However, there is one place where the gender pay gap persists even in an apples-to-apples comparison, and that is in management positions. We have found that not only does the gender pay gap persist, but it grows as women move up the corporate ladder. The controlled (i.e., apples-to-apples) gender pay gap increases from 1.9 percent for individual contributors to 2.8 percent for managers, 4.3 percent for directors, and 6.4 percent for executives.
Not only does the gender pay gap increase the higher one moves up the corporate ladder, but so too does the proportion of men holding these positions. In our database, which is skewed toward white-collar professionals, 55 percent of individual contributors are women, but only 35 percent of executives (vice presidents and above) are women.
And it’s not just in our data where we observe the lack of women in higher level positions. Catalyst, a non-profit organization looking to accelerate progress for women in the workplace, found that only 4.6 percent of CEOs of S&P 500 companies are women. In fact, there are more CEOs named John in the S&P 500 than there are women. As another example, LeanIn.org in partnership with McKinsey & company found men are 30 percent more likely than women to be promoted to management roles in their Women in the Workplace report, which included results from 34,000 employees and 132 companies employing 4.6 million workers.
Gender Has a Significant Impact on Negotiation Success
One of the reasons often cited for the gender pay gap is women’s inability to successfully negotiate for raises. Previous research stated that women simply didn’t negotiate as much as men, but that has largely been determined to be untrue. For example, the Women in the Workplace report found that women and men negotiated for both promotions and raises at similar rates. In fact, women asked slightly more than men in both cases. Therefore, the problem doesn’t appear to be not asking, it appears to be how this asking is received.
In this same study, women more frequently reported negative performance feedback after asking (30 percent vs. 23 percent for men). Another study out of the U.K. shared similar results: women asked just as much as men, but were 25 percent less likely to be successful in obtaining a raise. Lastly, in a study titled …Sometimes It Does Hurt to Ask, authors Bowles, Babcock, and Lai found that women were disproportionately penalized for initiating negotiations, by both men and women.
We decided we also wanted to look into this disconcerting issue. In a survey of more than 87,000 employees we found that women more frequently believe their gender has kept them from receiving a raise or promotion. On average, 18.5 percent of women (versus 3.5 percent of men) felt their gender hampered them. Similar to the gender pay gap, we see that this difference increases with higher job levels. In fact, it nearly doubles: 16 percent of female individual contributors felt this way compared to more than 31 percent of executives.

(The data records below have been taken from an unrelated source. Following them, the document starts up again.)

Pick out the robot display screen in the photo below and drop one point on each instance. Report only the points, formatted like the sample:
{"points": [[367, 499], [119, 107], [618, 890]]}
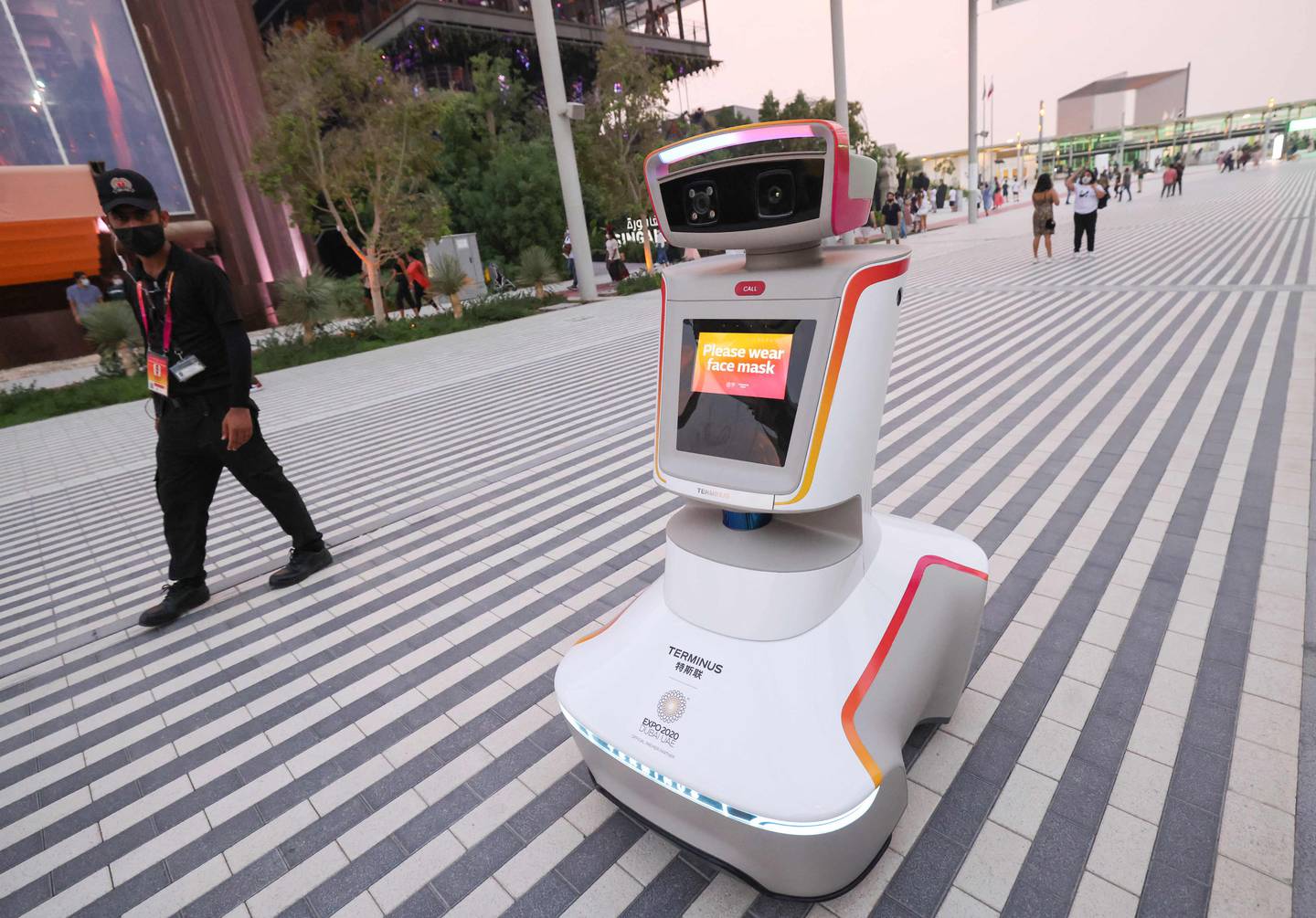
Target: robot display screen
{"points": [[740, 385]]}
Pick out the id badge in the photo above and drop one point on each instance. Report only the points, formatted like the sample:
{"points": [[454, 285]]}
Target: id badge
{"points": [[186, 368], [157, 373]]}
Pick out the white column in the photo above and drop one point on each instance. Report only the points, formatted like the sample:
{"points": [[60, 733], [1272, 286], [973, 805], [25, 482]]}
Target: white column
{"points": [[556, 93], [971, 197], [843, 99]]}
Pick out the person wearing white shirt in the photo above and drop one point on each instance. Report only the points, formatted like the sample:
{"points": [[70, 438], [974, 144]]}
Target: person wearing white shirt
{"points": [[1088, 195]]}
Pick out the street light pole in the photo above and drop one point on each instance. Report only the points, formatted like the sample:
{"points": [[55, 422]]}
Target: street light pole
{"points": [[550, 65], [972, 112], [1041, 113], [843, 101]]}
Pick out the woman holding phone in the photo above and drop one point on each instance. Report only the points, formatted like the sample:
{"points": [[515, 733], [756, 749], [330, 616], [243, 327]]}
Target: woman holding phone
{"points": [[1088, 195]]}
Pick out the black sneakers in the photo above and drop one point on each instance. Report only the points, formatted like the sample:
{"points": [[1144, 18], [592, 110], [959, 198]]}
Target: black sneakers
{"points": [[302, 565], [179, 597]]}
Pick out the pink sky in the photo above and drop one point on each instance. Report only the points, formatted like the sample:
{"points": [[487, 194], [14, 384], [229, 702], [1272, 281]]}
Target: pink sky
{"points": [[907, 62]]}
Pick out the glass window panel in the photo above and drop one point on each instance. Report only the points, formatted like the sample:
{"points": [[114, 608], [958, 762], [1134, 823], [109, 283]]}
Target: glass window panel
{"points": [[98, 90]]}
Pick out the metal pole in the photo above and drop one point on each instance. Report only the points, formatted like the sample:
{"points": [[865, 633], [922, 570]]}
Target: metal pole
{"points": [[971, 197], [1041, 113], [843, 101], [554, 91]]}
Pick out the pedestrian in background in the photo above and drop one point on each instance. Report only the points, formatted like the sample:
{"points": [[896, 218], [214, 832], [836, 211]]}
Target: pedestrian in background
{"points": [[1168, 182], [403, 296], [1088, 197], [1045, 197], [199, 375], [924, 209], [82, 296], [612, 257], [566, 254], [891, 218], [419, 279]]}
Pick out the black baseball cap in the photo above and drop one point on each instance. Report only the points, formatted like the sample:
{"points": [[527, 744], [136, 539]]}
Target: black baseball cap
{"points": [[124, 185]]}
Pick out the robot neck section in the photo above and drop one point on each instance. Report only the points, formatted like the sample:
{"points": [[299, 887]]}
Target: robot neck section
{"points": [[773, 374]]}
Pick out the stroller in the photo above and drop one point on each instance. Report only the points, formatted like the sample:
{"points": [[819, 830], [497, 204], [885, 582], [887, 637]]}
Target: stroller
{"points": [[499, 281]]}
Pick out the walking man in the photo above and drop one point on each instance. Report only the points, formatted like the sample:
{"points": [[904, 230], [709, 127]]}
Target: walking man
{"points": [[82, 296], [197, 370]]}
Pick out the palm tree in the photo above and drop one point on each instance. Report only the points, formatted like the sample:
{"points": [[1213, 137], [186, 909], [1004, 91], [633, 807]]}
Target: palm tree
{"points": [[113, 331], [310, 301], [536, 269], [451, 279]]}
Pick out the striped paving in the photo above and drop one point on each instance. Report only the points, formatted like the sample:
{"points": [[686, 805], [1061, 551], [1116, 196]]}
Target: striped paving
{"points": [[1128, 437]]}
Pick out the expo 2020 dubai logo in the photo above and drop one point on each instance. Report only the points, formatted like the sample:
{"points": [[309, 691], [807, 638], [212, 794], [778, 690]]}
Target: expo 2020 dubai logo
{"points": [[672, 705]]}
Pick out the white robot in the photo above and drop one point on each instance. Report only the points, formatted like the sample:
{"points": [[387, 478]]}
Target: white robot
{"points": [[753, 702]]}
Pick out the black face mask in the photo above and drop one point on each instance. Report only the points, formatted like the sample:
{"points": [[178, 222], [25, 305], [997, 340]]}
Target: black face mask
{"points": [[143, 241]]}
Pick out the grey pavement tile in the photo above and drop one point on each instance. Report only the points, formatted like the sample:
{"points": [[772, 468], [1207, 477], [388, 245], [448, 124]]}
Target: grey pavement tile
{"points": [[963, 809], [924, 878], [1199, 780], [547, 807], [1170, 894], [422, 903], [1034, 899], [356, 878], [1186, 840], [768, 906], [599, 851], [1083, 792], [549, 897], [239, 888], [478, 864]]}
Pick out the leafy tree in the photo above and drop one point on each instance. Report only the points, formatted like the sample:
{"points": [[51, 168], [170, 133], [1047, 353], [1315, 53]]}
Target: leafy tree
{"points": [[451, 279], [115, 332], [313, 299], [511, 199], [349, 143], [798, 107], [624, 122], [536, 269]]}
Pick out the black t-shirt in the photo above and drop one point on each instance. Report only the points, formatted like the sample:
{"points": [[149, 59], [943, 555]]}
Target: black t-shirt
{"points": [[202, 304]]}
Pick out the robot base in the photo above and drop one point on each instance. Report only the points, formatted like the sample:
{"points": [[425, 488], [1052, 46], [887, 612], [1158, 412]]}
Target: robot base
{"points": [[730, 869], [778, 755]]}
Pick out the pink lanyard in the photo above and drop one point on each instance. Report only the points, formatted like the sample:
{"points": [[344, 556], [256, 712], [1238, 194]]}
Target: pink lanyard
{"points": [[169, 313]]}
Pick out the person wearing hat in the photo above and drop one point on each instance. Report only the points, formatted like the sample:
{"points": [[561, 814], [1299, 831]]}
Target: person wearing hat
{"points": [[199, 368]]}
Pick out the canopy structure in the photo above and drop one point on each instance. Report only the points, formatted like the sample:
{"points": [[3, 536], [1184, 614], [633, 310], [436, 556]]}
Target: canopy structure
{"points": [[48, 223]]}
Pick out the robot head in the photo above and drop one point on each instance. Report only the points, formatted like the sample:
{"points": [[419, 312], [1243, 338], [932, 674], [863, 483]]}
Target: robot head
{"points": [[769, 185]]}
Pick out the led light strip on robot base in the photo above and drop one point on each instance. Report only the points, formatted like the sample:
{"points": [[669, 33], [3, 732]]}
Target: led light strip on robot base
{"points": [[716, 807]]}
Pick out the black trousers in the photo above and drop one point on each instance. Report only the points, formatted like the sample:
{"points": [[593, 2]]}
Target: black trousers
{"points": [[188, 459], [1085, 223]]}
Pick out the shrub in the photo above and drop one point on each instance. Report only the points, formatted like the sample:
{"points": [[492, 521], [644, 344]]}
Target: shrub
{"points": [[536, 269], [313, 301], [115, 332], [451, 280], [637, 283]]}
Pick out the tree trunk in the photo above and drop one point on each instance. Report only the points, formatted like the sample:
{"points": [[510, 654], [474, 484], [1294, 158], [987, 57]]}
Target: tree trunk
{"points": [[377, 299], [643, 235]]}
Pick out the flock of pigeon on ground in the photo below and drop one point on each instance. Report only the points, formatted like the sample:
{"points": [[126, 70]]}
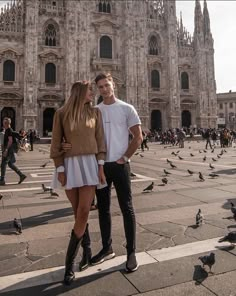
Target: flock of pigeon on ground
{"points": [[46, 189], [208, 260]]}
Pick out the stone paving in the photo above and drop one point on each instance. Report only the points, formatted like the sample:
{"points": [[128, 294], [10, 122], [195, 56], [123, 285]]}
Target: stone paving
{"points": [[165, 220]]}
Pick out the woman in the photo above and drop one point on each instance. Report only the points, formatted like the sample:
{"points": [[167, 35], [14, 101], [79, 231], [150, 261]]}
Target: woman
{"points": [[79, 169]]}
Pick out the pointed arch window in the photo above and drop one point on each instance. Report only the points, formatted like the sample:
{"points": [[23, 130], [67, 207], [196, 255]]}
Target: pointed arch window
{"points": [[50, 73], [184, 81], [9, 71], [50, 35], [153, 46], [105, 47], [155, 79], [104, 6]]}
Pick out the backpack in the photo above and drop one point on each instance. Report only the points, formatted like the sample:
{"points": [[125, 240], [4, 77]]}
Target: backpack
{"points": [[16, 141]]}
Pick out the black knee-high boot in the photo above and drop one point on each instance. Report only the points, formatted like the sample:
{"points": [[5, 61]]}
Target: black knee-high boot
{"points": [[71, 254], [87, 253]]}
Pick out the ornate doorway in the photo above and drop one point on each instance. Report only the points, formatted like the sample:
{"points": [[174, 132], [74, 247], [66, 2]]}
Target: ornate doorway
{"points": [[156, 120], [48, 115], [9, 112], [186, 119]]}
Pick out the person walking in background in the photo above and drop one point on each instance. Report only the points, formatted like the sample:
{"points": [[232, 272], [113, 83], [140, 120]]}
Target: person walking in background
{"points": [[119, 118], [8, 155], [80, 168]]}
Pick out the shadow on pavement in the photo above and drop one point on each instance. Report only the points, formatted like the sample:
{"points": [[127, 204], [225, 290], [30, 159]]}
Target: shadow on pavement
{"points": [[41, 219], [57, 288]]}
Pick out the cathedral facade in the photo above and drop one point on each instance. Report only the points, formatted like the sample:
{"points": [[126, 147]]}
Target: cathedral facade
{"points": [[46, 45]]}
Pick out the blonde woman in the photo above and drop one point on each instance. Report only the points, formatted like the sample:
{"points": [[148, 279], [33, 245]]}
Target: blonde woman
{"points": [[80, 168]]}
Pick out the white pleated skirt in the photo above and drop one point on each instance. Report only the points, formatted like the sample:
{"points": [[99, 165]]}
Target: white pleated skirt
{"points": [[80, 171]]}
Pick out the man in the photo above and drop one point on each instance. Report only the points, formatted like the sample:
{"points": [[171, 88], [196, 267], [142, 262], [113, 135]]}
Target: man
{"points": [[8, 157], [119, 118]]}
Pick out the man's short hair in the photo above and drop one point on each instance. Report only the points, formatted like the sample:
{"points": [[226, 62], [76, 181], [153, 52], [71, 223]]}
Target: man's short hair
{"points": [[103, 76], [7, 119]]}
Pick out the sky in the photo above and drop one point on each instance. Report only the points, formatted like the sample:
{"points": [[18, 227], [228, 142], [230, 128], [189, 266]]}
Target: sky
{"points": [[223, 27]]}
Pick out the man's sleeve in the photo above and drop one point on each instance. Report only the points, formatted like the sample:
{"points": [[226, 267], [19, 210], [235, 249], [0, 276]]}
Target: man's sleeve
{"points": [[133, 118]]}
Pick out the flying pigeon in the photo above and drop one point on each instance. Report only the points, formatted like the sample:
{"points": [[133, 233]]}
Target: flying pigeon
{"points": [[199, 218], [164, 180], [45, 188], [213, 175], [149, 187], [211, 166], [201, 177], [17, 225], [230, 237], [53, 193], [44, 165], [166, 172], [208, 260], [172, 165]]}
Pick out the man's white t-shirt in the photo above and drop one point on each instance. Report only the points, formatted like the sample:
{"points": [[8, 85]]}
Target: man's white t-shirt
{"points": [[117, 119]]}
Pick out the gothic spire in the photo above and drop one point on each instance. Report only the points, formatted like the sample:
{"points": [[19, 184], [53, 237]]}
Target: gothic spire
{"points": [[206, 18], [198, 19]]}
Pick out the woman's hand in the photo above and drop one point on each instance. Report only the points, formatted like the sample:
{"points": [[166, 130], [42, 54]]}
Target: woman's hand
{"points": [[62, 178], [66, 146], [101, 175]]}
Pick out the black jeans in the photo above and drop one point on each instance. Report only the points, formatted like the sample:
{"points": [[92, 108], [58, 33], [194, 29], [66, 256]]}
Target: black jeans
{"points": [[119, 174], [9, 160]]}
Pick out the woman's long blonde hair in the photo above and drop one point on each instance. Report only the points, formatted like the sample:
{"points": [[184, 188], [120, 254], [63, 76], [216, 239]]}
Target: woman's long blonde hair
{"points": [[75, 108]]}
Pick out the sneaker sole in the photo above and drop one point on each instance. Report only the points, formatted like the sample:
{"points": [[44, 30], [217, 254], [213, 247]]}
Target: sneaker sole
{"points": [[108, 257], [132, 270]]}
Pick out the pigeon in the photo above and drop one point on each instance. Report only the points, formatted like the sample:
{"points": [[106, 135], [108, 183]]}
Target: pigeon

Given all the information I’ve shared with you above, I want you to have two key takeaways:
- The gender pay gap is more complicated than is typically portrayed and by focusing on the 76-cents-on-the-dollar statistic, we are missing the opportunity to address the real inequity – women are missing from management roles and the ones who are there are being paid less, all else being equal.
- Asking for raises is not the issue, receiving them is. Unconscious bias is frequently the culprit for the negative reactions to women negotiating and the first step to fighting something unconscious is to determine if you have these biases. Luckily there is a free test provided by Project Implicit through Harvard University. Once you recognize whether a problem exists, it becomes much easier to fight it through conscious effort.